Ecco perché, sin dall’inizio, la Resistenza fu anche guerra civile, perché fu combattuta anche tra italiani di diversi schieramenti politici. Spietate, in tal senso, furono le rappresaglie, soprattutto quella delle Fosse Ardeatine dove morirono 335 italiani, in una proporzione di 10 a 1 dopo la morte di 33 militari tedeschi.  A Roma, le SS di Herbert Kappler fucileranno 335 ostaggi, prelevati dal carcere di Via Tasso e da Regina Coeli, massacrati all'interno di alcune cave di pozzolana sulla via Ardeatina.

Intanto i nazifascisti avevano avviato le deportazioni in massa degli ebrei, come quella del Ghetto di Roma il 16 ottobre 1943, quando più di mille persone furono rastrellate. Solo sedici di loro torneranno dai campi di concentramento.    

Dopo venti mesi di dura resistenza, sul finire di aprile del 1945, cominciò la ritirata da parte dei soldati della Germania nazista e di quelli fascisti della repubblica di Salò dalle città di Torino e di Milano, dopo che la popolazione si era ribellata e i partigiani avevano organizzato un piano coordinato per riprendere le città ben prima dell’arrivo delle truppe angloamericane che avanzavano da Sud.  

Nel frattempo, la fuga di Mussolini da Milano fu ingloriosa come quella del re a Pescara. La sua cattura — mentre cercava di rifugiarsi in Svizzera — e la successiva fucilazione a Dongo suggelleranno la fine della guerra di Liberazione propriamente detta. 

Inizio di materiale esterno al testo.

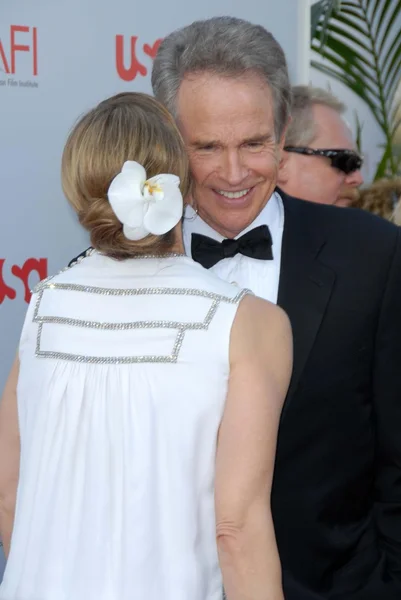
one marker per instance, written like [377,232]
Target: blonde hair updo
[128,126]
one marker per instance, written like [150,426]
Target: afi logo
[18,34]
[134,68]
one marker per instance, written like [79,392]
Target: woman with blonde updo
[139,422]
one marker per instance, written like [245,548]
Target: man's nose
[354,179]
[234,170]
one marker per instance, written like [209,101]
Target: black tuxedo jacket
[336,495]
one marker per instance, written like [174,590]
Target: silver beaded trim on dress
[179,326]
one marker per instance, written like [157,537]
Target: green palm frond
[360,41]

Venti mesi, quindi: quelli la cui spinta e anche il cui ricordo non saranno pienamente realizzati negli anni a venire, con il rammarico di molti combattenti di allora. Ma ne resta, oltre alla prima e probabilmente unica presa di coscienza del popolo italiano contro una lunga dittatura, una guerra perduta e una conseguente occupazione sanguinosa, l'eredità di quel senso di comunità e di bene comune che sarà trasferito poi nella Carta Costituente

Non avevamo coraggio. La verità è che eravamo incoscienti.